A proposta moçambicana visa a criação de uma área de conservação transfronteiriça que uniria o Parque Nacional de Maputo ao Parque de Zonas Húmidas de iSimangaliso, na África do Sul. O Comité do Património Mundial, responsável por avaliar o pedido entre os dias 6 e 16 de Julho, descreve a região como “cenicamente bela” e “uma das mais extraordinárias zonas húmidas e costeiras naturais de África”.

No entanto, este movimento de conservação colide frontalmente com outro projecto ambicioso do Estado moçambicano: a construção de um porto de águas profundas em Techobanine, no distrito de Matutuíne. Esta infraestrutura, que serviria como terminal de exportação de carvão e outros minérios, viria acompanhada por uma linha ferroviária de 1100 km, ligando Moçambique ao Zimbabué e ao Botsuana, permitindo a exportação de recursos naturais para a China e outros mercados globais.

Embora os documentos oficiais garantam que “não há planos imediatos” para construir o porto dentro da zona proposta para Património Mundial, a recente doação de 3 milhões de dólares (cerca de 192 milhões de meticais) do Banco Africano de Desenvolvimento (BAD) para estudos de viabilidade acendeu o alerta entre ambientalistas. O custo total do projecto é estimado entre 800 milhões e 1,9 mil milhões de dólares, ou seja, até 122 mil milhões de meticais.

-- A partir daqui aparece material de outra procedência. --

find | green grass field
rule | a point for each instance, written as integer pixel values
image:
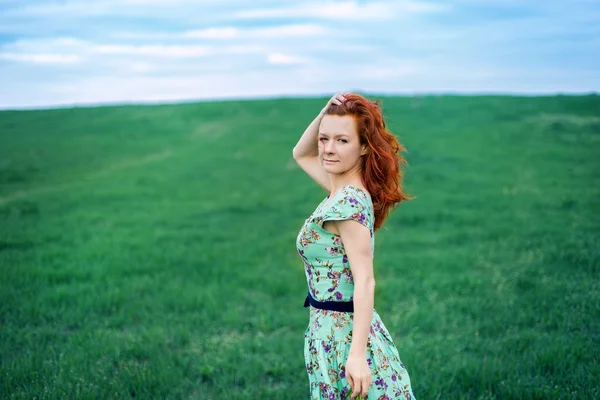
(149, 251)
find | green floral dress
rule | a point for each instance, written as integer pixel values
(329, 333)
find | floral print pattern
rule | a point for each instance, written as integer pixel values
(328, 336)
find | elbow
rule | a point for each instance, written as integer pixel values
(295, 154)
(366, 283)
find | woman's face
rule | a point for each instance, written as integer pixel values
(339, 144)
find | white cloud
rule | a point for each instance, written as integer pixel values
(343, 10)
(178, 51)
(41, 58)
(280, 58)
(151, 50)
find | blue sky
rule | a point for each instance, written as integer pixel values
(112, 51)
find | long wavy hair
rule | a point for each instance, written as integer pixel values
(382, 165)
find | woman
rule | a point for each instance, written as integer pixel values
(348, 351)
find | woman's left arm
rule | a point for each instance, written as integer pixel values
(357, 243)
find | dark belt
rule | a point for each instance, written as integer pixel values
(343, 306)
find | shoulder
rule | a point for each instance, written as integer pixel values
(354, 203)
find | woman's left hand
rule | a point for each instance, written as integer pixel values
(358, 375)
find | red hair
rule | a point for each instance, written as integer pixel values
(381, 166)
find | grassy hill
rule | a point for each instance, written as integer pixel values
(148, 251)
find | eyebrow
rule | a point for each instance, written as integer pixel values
(336, 135)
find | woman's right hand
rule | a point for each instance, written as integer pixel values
(337, 99)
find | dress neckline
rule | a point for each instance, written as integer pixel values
(325, 203)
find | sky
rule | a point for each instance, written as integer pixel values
(78, 52)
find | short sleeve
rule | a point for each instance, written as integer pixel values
(350, 204)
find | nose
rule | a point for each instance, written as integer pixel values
(329, 146)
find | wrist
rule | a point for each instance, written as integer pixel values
(357, 353)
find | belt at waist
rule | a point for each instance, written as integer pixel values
(344, 306)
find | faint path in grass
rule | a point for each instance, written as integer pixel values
(109, 169)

A região em questão abriga uma rica e frágil diversidade ecológica. Trata-se do habitat de espécies raras e ameaçadas, incluindo recifes de coral, tartarugas marinhas, golfinhos e carapaus-gigantes (Caranx ignobilis), além da histórica Reserva de Elefantes de Maputo, a Península de Machangulo e as ilhas de Inhaca e Portuguesa.

Curiosamente, o Corredor de Futi — essencial para a migração de elefantes entre Moçambique e África do Sul — foi excluído da proposta da UNESCO, embora continue protegido como parte do Parque Nacional de Maputo.

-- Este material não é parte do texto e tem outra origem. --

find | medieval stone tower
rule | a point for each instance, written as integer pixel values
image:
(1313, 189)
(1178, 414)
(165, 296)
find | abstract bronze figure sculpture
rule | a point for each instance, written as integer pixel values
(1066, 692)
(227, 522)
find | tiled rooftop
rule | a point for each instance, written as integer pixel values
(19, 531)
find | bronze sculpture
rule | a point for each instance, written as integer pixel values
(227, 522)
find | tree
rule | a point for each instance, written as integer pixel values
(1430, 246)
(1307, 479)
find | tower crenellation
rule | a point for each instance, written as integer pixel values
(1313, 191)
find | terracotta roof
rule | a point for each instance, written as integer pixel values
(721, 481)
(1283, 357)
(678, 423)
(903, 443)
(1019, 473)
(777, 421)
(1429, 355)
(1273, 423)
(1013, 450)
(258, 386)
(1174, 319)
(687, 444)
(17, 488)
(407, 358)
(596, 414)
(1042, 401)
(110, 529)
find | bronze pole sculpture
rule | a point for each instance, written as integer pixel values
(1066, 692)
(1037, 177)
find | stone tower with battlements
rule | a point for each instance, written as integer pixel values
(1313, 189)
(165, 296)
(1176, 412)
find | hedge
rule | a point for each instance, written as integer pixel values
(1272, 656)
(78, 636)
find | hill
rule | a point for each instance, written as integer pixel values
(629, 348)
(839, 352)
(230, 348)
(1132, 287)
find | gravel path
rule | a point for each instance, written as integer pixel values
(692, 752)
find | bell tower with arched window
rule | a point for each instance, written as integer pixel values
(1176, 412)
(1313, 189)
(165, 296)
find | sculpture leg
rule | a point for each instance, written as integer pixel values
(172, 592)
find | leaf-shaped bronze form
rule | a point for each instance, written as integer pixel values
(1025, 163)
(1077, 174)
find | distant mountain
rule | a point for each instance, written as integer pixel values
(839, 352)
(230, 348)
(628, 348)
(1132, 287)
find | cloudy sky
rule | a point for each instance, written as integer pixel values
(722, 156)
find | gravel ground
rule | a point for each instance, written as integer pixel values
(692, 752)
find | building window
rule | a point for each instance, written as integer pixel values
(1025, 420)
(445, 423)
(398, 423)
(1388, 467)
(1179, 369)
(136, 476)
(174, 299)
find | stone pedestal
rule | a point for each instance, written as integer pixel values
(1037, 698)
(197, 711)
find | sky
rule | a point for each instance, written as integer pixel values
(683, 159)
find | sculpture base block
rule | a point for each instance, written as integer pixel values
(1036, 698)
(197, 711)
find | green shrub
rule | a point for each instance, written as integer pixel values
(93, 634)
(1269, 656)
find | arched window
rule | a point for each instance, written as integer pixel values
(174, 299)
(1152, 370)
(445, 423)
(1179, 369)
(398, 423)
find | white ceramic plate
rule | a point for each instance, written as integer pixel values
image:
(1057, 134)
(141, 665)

O Governo moçambicano e parceiros internacionais, como a Peace Parks Foundation e o Banco Mundial, destacam os avanços registados na reintrodução de espécies selvagens e no turismo sustentável. Ambos insistem que qualquer plano de desenvolvimento futuro deverá respeitar o Valor Universal Excepcional da área a ser protegida.

Ainda assim, permanece a dúvida sobre a compatibilidade entre o crescimento económico impulsionado por infraestruturas estratégicas e a preservação de uma das últimas paisagens costeiras intactas de África. A decisão final da UNESCO, a ser conhecida em Julho, poderá moldar não apenas o futuro da costa sul moçambicana, mas também o paradigma de desenvolvimento ambientalmente sustentável no país.